Thursday, May 01, 2008

Understanding Defense Think-Tanks

TomDispatch.com reproduces Chalmers Johnson's review of Soldiers of Reason: The RAND Corporation and the Rise of the American Empire, by Alex Abella. Although Johnson is wrong about American "imperialism," the causes of the Cold War, and the role of RAND (the prototypical defense think-tank) in fostering and prolonging the Cold War. But Johnson is right in his characterization of defense think-tanks and their denizens. For example:
[RAND's] ideological bent was disguised in statistics and equations, which allegedly made its analyses "rational" and "scientific." Abella writes:

"If a subject could not be measured, ranged, or classified, it was of little consequence in systems analysis, for it was not rational. Numbers were all -- the human factor was a mere adjunct to the empirical."

In my opinion, Abella here confuses numerical with empirical. Most RAND analyses were formal, deductive, and mathematical but rarely based on concrete research into actually functioning societies. RAND never devoted itself to the ethnographic and linguistic knowledge necessary to do truly empirical research on societies that its administrators and researchers, in any case, thought they already understood....

It is also important to note that RAND's analytical errors were not just those of commission -- excessive mathematical reductionism -- but also of omission. As Abella notes, "In spite of the collective brilliance of RAND there would be one area of science that would forever elude it, one whose absence would time and again expose the organization to peril: the knowledge of the human psyche."
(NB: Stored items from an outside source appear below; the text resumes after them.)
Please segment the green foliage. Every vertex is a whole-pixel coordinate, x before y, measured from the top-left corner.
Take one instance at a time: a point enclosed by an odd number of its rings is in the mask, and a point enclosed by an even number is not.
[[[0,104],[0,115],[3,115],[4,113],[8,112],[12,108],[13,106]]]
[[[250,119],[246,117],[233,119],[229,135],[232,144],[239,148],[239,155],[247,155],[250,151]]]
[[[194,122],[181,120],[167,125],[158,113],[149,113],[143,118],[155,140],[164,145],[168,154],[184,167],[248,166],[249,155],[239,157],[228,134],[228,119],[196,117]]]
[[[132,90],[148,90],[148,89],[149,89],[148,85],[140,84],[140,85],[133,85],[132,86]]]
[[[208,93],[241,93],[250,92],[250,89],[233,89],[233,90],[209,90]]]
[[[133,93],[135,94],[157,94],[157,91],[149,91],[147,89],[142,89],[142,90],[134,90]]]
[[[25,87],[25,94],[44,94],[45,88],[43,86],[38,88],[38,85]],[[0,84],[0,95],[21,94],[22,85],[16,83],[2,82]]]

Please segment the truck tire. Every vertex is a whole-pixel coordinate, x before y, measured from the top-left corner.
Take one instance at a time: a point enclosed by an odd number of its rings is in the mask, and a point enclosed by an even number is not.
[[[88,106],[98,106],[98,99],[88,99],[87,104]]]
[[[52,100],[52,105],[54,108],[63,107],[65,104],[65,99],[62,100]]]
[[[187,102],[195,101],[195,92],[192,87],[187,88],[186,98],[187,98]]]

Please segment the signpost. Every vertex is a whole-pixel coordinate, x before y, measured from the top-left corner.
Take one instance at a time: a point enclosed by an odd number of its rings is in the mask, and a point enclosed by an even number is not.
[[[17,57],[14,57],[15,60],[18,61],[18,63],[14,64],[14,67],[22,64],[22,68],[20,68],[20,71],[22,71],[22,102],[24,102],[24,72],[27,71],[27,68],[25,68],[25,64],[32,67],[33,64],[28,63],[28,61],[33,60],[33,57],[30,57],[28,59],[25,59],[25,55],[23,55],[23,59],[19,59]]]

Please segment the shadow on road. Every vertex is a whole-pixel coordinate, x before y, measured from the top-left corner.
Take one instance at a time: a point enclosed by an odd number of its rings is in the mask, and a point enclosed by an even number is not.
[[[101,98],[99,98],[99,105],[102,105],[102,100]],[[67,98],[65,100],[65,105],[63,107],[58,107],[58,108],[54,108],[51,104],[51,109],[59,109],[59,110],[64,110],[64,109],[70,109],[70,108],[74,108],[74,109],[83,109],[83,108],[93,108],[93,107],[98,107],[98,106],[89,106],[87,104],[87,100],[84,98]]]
Following the axioms of mathematical economics, RAND researchers tended to lump all human motives under what the Canadian political scientist C. B. Macpherson called "possessive individualism" and not to analyze them further. Therefore, they often misunderstood mass political movements, failing to appreciate the strength of organizations like the Vietcong and its resistance to the RAND-conceived Vietnam War strategy of "escalated" bombing of military and civilian targets.

What Johnson says of RAND is typical of defense think-tanks. They tend to recruit academically minded Ph.D.s, whose understanding of the real world is off-center to begin with, and which remains almost completely innocent of the actual practice of statecraft and warfare. (See this post for a small sample.)

In my experience (30 years' worth), the output of a defense think tank is seven parts theoretical, mathematical, and speculative (i.e., bull----) and one part empirical.